Sunday, 28 August 2011

Tolu Aliki

Sunday, 28 August 2011 00:00
FROM his ‘early  education’, Tolu Aliki appears to have found an identity that promotes juvenile-like expression.When his signature appeared on the art scene few years ago, it looked too fragile to withstand the crowded environment. But he has since proved critics wrong, going by the visibility of his works in public and private places.
Even, abroad higher prospect seems to be knocking at his door already.
Aliki will from Saturday, September 3 to 10 hold his third solo show titled Intimate Moments at Nike Art Gallery, Lekki, Lagos.
However, with his gradual entry into the scene, though avoiding the pop art characteristics, which his works slightly lean towards, Aliki’s skills in Intimate Moments would have to prove if, indeed, that fragile texture has finally disappeared.
My Stallion and I (acrylic on canvas) 3 x 4.5 feet
His largely pastel works seem to thrive on themes that touch on feelings. Intimacy, as suggested by some of them, is not necessarily about human relationships, but the chemistry that exists between man and pets.
Short of putting these works in series, My Stallion and I and Riding Tall as well as a few others, tell an animated story that could be of interest to humanists and conservationists.
For those who have strong emotional attachment to the pasts, as the artist’s choice of stylised form depicts, the landscape, Growing Up Here Was Good and a portraiture-like self-appraisal, Memories of My Younger Days, are nostalgic. “My painting is about love, passion and music,” he says.
On passion, Aliki’s long preference for pastel has been broken with the arrival of acrylic on his palette. He says over 10 years involvement in pastel is enough to consider another medium. “I have worked with pastel to a state of satisfaction.”
Two years ago, he had argued that pastel makes him spontaneous.
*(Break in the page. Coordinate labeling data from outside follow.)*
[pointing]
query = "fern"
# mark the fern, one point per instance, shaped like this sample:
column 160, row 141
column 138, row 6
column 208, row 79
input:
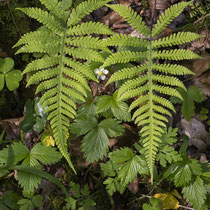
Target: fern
column 57, row 73
column 146, row 80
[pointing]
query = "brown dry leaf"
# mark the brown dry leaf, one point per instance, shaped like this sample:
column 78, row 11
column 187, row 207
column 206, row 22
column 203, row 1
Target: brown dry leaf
column 134, row 186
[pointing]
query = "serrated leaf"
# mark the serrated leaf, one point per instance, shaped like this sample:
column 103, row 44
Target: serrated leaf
column 168, row 200
column 48, row 141
column 195, row 193
column 129, row 170
column 107, row 168
column 129, row 165
column 46, row 155
column 112, row 127
column 82, row 126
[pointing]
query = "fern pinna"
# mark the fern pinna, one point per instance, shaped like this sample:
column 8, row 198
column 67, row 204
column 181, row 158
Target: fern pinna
column 58, row 73
column 145, row 81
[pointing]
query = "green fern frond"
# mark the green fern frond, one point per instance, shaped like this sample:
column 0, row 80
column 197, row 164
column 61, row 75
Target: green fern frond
column 177, row 54
column 175, row 39
column 45, row 18
column 125, row 40
column 127, row 73
column 89, row 28
column 127, row 57
column 42, row 63
column 168, row 16
column 62, row 79
column 132, row 18
column 80, row 67
column 84, row 9
column 147, row 82
column 171, row 69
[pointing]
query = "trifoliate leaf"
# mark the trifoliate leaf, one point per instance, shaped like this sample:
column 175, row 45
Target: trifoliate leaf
column 129, row 165
column 28, row 181
column 168, row 154
column 119, row 109
column 112, row 127
column 95, row 144
column 168, row 200
column 113, row 185
column 130, row 169
column 107, row 168
column 195, row 193
column 82, row 126
column 48, row 141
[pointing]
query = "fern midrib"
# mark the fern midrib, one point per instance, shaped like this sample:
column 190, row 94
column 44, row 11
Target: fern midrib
column 151, row 109
column 60, row 90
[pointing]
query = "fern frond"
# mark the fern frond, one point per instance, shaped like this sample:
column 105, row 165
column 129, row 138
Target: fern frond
column 127, row 57
column 168, row 16
column 89, row 28
column 131, row 17
column 175, row 39
column 127, row 73
column 177, row 54
column 42, row 63
column 84, row 53
column 167, row 80
column 84, row 9
column 45, row 18
column 42, row 75
column 125, row 40
column 80, row 67
column 86, row 41
column 42, row 36
column 40, row 48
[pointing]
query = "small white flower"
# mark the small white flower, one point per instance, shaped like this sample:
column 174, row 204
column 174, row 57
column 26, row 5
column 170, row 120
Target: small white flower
column 101, row 73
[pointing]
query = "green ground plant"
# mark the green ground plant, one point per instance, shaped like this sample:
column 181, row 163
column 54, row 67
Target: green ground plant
column 71, row 53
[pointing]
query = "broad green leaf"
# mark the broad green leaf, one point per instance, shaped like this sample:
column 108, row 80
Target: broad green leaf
column 10, row 199
column 13, row 153
column 168, row 200
column 130, row 169
column 84, row 125
column 112, row 127
column 95, row 144
column 12, row 79
column 195, row 193
column 46, row 155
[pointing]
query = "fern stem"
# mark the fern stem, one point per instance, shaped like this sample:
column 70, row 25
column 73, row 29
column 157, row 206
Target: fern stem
column 61, row 136
column 151, row 162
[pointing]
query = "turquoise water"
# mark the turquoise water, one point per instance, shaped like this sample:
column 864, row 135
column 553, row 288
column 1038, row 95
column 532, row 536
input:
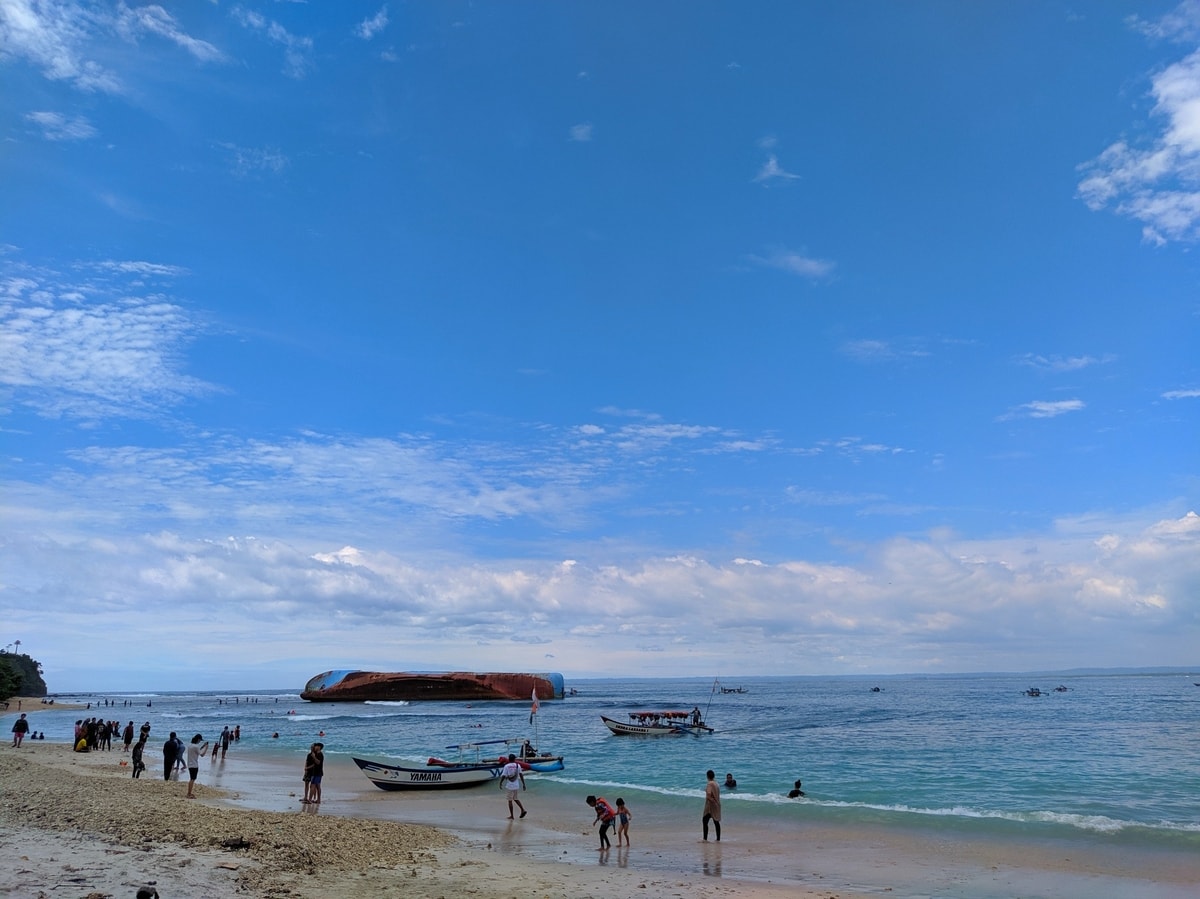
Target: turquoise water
column 1116, row 756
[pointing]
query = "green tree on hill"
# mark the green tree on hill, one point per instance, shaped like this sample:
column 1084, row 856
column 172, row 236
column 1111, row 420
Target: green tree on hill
column 19, row 675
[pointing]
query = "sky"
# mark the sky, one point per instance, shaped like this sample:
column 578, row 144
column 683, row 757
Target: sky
column 618, row 340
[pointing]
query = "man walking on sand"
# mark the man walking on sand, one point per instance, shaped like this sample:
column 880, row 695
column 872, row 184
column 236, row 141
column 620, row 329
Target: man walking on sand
column 19, row 729
column 712, row 805
column 513, row 780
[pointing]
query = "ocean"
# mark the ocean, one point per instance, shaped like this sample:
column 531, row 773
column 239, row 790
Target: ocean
column 1115, row 755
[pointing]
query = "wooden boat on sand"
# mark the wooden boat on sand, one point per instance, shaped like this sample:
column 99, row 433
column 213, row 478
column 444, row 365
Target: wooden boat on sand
column 469, row 768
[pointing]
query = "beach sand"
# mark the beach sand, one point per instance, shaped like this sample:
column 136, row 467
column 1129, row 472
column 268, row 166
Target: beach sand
column 78, row 826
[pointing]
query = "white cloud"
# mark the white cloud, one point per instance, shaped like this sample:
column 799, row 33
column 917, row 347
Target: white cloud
column 796, row 264
column 246, row 161
column 93, row 349
column 880, row 351
column 156, row 21
column 1043, row 408
column 772, row 172
column 1157, row 183
column 1057, row 364
column 1092, row 595
column 371, row 27
column 57, row 126
column 53, row 36
column 297, row 49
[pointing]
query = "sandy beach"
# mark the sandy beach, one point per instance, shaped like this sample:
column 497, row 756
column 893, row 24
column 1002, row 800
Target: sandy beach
column 77, row 825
That, it is imagined would not take away the lucid and proactive expression, now that acrylic is the choice.

AS a self-taught artist, he has, surprisingly wormed his way into the heart of collectors and galleries in Lagos, despite not having any ‘school’ or ‘master’ identity to cling on to.
It’s been tough, he says, “but thanks to my training in Mass Communication.”
Perhaps, part of the lift he needed came when he joined the ‘family’ of Ikoyi — Lagos-based Mydrim Gallery.
His works featured in the 8th edition of the gallery’s yearly pastel show titled New Page in 2005. “Yes, it was a strong lift for me,” he notes.
And if his claim of a tight work schedule late last year was anything to go by, sustaining this relative success, perhaps, moving a step further wouldn’t be an uphill task. However, Aliki has to preempt his admirers by not being predictable; a bit of radical edge, within this established toning and theme on canvas could just secure the future for him.
Perhaps with a taste of foreign show, the challenge of sustaining his kind of art would be surmounted. “Last year my show titled Evolution in Portugal was very encouraging. Though not much sales due to the economic recession in Europe, responses from visitors were encouraging.”


SOME of his past shows include, Art on the Mainland at the National Council for Arts, National Theatre Iganmu, Lagos, 2008; ArtExpo, (Nigeria) National Commission for Museum Monument (Nkem Gallery), Onikan, Lagos, 2008; Juried Exhibition, Society of Nigerian Artists’ October Rain, National Museum, Onikan, Lagos.